Try to be stubborn and keep on working, not be too discouraged when people say no. Trust that you can achieve something.

— Annie Sasco

Dr. Annie Sasco (born 1951) is a French medical doctor and renowned epidemiologist. Public Health was a vocation she chose in childhood. After medical school and public health training (two Masters degrees and a Doctorate in public health and epidemiology from Harvard), Annie pursued her research on tobacco and several cancers, which has been crucial in establishing links between smoking and breast cancer. Although her work has earned her enemies in the tobacco industry and criticism on diverse fronts, she perseveres.

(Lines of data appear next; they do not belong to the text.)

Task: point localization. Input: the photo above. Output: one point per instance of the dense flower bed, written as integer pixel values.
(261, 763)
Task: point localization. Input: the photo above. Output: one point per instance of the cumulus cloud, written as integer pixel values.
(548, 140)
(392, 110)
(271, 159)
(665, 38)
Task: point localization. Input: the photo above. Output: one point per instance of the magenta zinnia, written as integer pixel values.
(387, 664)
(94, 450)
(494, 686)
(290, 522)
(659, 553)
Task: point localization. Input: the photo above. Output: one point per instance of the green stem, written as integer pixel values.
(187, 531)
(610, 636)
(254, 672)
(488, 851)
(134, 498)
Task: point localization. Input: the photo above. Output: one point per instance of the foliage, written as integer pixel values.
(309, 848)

Annie Sasco grew up in a traditional Basque family where she began her struggle demonstrating that women may be "at least as good as men though they do not receive equal recognition in many parts of the world, including France." At the age of four, she knew she wanted to be a doctor. By the time she was twelve, her sights were set: she would work with the World Health Organization. Annie's aim was to help the greatest number of people possible, all over the world, which she has indeed achieved, though at considerable personal costs. "[Not going into clinical practice] was a difficult choice as I missed out on rewards coming from satisfied patients. I still do. Statistics do not have that warm feeling." She is a co-founder of a Fair Trade café in France, and remains active in the school community, having recently supervised an extensive research program on adolescents and smoking. She strongly identifies with women’s issues, especially as her research, centered on breast cancer, requires sensitivity to women’s concerns. The facts motivating Annie are straightforward: ten million new cancer cases each year. Annie's tactic is to make information clear, and bring science home to government organizations and a wide public. She has no fear of transgressing borders, those between science and clinical work, or between the general population and information. As she puts it, she is a kind of translator. But she treads that fine line with difficulty: fellow scientists criticize her for being too close to activists, while activists rebuke her for being too traditional and not close enough to their projects! Information, or conveying knowledge about epidemiology is the means of translating science into prevention. There is a clear need for Annie's work in both China and on the African continent, where cigarette sales are on the increase.